The Gab bot is trained to follow instructions, and it did. It’s not surprising. No prompt can make it unlearn how to follow instructions.
It would be surprising if a LLM that does not even know how to follow instructions (because it was never trained on that task at all) would suddenly spontaneously learn how to do it. A “yes/no” wouldn’t even know that it can answer anything else. There is literally a 0% probability for the letter “a” being in the answer, because never once did it appear in the outputs in the training data.
I’m not sure what you mean by “can’t see the user’s prompt”? The second LLM would get as input the prompt for the first LLM, but would not follow any instructions in it, because it has not been trained to follow instructions.
No. Consider a model that has been trained on a bunch of inputs, and each corresponding output has been “yes” or “no”. Why would it suddenly reproduce something completely different, that coincidentally happens to be the input?
That someone could be me. An LLM needs to be fine-tuned to follow instructions. It needs to be fed example inputs and corresponding outputs in order to learn what to do with a given input. You could feed it prompts containing instructuons, together with outputs following the instructions. But you could also feed it prompts containing no instructions, and outputs that say if the prompt contains the hidden system instructipns or not.

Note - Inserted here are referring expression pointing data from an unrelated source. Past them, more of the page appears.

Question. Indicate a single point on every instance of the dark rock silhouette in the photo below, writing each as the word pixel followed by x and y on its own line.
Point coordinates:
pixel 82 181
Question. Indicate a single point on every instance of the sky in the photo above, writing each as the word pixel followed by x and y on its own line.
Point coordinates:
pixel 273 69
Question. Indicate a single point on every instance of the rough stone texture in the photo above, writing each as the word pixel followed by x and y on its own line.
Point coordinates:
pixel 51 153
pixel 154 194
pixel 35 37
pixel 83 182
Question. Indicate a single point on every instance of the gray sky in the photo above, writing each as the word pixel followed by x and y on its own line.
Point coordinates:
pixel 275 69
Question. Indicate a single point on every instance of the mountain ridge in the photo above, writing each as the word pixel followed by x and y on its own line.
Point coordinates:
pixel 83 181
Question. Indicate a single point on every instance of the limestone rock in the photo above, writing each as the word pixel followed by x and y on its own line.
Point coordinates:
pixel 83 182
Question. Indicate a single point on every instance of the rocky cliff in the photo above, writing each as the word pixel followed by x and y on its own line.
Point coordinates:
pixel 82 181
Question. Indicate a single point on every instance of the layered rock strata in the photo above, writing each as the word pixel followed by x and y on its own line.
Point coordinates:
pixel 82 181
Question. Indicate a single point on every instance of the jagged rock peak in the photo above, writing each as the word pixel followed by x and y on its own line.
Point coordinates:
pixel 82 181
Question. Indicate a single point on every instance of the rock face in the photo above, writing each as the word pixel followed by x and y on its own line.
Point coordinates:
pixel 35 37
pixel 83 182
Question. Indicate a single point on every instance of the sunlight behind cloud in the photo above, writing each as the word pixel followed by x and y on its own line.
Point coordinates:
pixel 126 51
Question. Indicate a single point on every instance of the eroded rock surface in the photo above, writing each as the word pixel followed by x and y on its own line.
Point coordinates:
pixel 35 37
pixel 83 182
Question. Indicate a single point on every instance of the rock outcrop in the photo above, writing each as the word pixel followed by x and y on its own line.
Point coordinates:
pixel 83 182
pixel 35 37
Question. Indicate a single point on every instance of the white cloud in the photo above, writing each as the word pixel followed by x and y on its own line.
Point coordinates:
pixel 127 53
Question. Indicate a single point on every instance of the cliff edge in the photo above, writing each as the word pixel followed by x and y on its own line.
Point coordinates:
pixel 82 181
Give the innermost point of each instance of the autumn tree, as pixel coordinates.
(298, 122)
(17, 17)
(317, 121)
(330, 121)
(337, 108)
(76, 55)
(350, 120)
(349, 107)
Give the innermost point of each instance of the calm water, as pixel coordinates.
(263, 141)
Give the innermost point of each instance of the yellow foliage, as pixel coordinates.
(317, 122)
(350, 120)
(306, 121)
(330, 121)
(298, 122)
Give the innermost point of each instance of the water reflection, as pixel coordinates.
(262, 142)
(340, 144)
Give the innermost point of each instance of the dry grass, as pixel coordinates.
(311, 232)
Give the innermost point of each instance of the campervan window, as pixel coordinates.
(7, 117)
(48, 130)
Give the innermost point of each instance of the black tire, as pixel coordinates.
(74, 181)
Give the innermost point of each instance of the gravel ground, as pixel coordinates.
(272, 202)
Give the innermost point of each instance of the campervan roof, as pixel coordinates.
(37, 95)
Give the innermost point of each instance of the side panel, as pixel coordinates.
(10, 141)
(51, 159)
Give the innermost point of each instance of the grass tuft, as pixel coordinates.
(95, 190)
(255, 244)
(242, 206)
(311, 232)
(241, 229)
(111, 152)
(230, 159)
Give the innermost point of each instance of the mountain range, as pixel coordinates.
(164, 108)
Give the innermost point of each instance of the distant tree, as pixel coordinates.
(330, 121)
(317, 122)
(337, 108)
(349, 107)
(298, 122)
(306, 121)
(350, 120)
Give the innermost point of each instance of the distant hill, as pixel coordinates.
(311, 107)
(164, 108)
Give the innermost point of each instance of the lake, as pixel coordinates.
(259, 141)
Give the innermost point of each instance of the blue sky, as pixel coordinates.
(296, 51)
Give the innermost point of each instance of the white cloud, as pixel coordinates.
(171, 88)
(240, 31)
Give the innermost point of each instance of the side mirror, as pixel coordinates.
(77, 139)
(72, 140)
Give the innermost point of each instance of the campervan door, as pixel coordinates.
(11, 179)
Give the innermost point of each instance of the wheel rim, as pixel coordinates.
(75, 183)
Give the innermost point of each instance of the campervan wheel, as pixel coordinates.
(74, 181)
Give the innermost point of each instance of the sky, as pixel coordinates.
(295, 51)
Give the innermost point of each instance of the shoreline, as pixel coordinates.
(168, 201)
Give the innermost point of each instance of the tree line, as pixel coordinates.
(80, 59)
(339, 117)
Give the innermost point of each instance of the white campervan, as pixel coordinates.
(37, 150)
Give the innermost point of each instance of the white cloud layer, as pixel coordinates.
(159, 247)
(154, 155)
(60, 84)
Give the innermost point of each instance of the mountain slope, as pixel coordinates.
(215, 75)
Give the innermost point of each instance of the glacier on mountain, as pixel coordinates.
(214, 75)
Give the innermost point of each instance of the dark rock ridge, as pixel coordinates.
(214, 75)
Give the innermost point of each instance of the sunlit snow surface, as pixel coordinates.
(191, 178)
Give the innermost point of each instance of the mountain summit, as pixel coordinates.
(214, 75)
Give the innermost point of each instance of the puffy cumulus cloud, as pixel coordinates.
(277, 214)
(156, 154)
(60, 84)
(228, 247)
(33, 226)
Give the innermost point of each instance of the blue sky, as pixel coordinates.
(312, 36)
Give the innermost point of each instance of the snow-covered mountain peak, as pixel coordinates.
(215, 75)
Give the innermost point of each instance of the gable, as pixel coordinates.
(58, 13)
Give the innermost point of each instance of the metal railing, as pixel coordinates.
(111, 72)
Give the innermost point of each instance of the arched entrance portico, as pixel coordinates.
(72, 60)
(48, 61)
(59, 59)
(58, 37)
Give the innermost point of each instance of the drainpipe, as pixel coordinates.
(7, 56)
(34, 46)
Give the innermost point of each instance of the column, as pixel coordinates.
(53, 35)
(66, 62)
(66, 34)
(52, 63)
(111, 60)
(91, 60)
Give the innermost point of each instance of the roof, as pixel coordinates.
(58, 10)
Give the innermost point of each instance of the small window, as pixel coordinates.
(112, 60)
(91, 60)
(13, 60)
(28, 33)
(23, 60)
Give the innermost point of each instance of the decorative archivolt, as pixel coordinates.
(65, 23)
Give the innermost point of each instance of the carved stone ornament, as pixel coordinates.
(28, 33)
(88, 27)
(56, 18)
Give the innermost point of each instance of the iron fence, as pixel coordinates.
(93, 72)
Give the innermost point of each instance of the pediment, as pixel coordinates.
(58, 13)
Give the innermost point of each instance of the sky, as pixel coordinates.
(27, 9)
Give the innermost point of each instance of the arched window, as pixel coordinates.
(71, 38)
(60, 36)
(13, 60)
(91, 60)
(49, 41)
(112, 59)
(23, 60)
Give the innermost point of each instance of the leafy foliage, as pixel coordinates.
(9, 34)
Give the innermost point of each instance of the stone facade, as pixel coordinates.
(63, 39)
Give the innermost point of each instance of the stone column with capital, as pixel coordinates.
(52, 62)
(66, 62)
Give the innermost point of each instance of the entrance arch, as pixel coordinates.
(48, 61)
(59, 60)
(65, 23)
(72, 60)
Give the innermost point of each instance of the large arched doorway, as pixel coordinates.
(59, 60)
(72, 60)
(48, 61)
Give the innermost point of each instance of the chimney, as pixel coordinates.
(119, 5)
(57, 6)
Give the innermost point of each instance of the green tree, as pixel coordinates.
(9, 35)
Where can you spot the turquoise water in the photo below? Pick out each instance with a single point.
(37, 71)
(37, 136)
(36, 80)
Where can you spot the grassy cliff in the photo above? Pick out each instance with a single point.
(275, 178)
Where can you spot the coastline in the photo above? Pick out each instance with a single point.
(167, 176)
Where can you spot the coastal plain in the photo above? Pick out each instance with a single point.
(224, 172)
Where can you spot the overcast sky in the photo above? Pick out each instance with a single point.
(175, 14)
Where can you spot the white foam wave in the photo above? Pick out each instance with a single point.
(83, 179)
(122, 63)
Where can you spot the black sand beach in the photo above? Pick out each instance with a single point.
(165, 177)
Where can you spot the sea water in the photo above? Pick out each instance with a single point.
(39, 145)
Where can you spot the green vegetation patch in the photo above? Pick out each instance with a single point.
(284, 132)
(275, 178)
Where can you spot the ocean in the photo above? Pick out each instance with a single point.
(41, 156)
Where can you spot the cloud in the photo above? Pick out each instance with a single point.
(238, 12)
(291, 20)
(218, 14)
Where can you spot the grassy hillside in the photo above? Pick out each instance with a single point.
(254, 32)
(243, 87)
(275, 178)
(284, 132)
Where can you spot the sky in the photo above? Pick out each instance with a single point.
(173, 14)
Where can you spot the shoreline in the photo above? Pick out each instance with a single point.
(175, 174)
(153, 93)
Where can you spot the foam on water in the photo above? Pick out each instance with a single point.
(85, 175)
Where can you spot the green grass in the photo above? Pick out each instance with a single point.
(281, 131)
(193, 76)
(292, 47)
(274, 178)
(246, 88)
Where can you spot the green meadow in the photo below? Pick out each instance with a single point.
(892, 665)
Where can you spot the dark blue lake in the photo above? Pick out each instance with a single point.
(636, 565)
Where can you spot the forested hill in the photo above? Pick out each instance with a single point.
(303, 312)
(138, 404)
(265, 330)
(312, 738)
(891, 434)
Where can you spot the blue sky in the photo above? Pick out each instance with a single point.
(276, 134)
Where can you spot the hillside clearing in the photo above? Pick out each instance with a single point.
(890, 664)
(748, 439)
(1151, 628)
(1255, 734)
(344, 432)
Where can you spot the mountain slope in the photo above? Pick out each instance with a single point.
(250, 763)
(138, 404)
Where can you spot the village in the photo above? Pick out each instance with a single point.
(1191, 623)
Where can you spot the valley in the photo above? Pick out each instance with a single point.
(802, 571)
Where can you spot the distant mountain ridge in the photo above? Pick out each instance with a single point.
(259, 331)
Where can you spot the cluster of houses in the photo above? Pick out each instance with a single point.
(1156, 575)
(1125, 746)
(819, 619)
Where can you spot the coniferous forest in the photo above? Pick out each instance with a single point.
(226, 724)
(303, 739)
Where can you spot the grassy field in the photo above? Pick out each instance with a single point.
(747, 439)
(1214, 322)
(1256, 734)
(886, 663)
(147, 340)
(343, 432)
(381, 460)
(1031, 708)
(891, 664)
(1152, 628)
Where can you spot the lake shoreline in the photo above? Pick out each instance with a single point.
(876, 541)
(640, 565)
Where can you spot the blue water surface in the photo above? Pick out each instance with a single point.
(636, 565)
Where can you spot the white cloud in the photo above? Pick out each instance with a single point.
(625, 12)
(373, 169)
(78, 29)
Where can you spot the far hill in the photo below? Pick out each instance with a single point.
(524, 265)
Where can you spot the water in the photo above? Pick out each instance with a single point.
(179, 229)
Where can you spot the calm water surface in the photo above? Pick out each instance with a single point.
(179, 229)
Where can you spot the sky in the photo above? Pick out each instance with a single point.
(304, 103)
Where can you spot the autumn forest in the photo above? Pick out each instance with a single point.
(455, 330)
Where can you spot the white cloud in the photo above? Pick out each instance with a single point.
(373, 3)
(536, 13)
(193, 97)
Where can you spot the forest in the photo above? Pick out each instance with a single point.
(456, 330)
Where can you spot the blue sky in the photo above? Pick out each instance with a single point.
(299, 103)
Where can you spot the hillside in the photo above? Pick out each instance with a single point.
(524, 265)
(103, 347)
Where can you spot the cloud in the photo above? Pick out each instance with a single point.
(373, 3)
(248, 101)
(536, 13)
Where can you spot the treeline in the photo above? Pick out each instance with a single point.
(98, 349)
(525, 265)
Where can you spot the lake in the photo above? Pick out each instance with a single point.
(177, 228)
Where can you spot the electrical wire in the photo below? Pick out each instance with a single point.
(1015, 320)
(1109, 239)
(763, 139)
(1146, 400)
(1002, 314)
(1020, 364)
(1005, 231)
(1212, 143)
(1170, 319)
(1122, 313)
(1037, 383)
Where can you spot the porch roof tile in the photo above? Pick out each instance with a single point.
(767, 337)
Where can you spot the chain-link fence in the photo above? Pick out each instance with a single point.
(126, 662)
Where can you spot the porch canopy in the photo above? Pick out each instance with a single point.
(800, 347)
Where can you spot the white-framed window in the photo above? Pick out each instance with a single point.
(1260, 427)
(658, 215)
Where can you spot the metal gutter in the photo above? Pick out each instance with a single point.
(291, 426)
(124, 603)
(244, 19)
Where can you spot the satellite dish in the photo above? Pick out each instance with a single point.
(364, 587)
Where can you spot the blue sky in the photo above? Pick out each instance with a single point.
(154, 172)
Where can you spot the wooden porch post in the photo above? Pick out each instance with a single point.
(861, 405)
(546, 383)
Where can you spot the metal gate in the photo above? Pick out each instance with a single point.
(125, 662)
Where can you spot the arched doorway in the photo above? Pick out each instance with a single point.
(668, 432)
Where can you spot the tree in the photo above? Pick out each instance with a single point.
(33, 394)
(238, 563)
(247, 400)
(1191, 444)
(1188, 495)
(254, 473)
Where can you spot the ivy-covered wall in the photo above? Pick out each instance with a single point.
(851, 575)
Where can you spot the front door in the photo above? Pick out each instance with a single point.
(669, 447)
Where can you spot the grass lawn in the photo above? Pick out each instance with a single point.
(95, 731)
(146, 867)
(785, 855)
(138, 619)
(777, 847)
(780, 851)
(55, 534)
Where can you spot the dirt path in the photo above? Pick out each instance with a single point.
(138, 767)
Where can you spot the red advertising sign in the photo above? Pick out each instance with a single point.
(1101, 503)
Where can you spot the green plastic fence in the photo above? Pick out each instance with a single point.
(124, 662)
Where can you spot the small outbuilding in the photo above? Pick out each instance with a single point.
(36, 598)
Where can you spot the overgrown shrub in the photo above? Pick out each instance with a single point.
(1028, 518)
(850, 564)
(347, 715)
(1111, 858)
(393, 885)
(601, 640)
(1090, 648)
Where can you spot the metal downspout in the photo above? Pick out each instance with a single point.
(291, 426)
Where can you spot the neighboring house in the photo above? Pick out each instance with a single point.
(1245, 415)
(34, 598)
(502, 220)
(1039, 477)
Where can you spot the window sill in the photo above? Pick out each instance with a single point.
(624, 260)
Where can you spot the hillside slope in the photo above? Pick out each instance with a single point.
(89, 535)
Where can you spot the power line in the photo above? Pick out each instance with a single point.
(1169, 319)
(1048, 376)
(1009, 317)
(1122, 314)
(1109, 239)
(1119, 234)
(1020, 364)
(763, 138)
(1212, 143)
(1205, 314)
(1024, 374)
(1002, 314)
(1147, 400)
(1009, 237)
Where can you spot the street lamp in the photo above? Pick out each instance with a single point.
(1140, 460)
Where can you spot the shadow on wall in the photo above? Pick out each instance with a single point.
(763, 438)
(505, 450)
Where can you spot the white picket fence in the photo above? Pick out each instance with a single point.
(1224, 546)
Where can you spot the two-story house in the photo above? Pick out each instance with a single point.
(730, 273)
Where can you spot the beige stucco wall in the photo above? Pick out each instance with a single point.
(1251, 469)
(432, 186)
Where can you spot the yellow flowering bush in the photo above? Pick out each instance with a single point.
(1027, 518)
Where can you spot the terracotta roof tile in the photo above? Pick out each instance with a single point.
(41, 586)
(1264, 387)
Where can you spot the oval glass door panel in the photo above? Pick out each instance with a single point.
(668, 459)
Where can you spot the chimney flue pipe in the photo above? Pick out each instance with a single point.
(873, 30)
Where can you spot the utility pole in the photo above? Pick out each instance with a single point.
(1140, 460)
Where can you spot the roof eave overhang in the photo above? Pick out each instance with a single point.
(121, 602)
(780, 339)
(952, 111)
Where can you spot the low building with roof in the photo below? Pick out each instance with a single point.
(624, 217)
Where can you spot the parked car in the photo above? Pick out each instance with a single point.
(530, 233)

How, if the 2nd LLM does not follow instructions on the input? There is no reason to train it to do so.
Only true if the second LLM follows instructions in the user’s input. There is no reason to train it to do so.
The second LLM could also look at the user input and see that it look like the user is asking for the output to be encoded in a weird way.
Yes, and what I’m saying is that it would be expensive compared to not having to do it.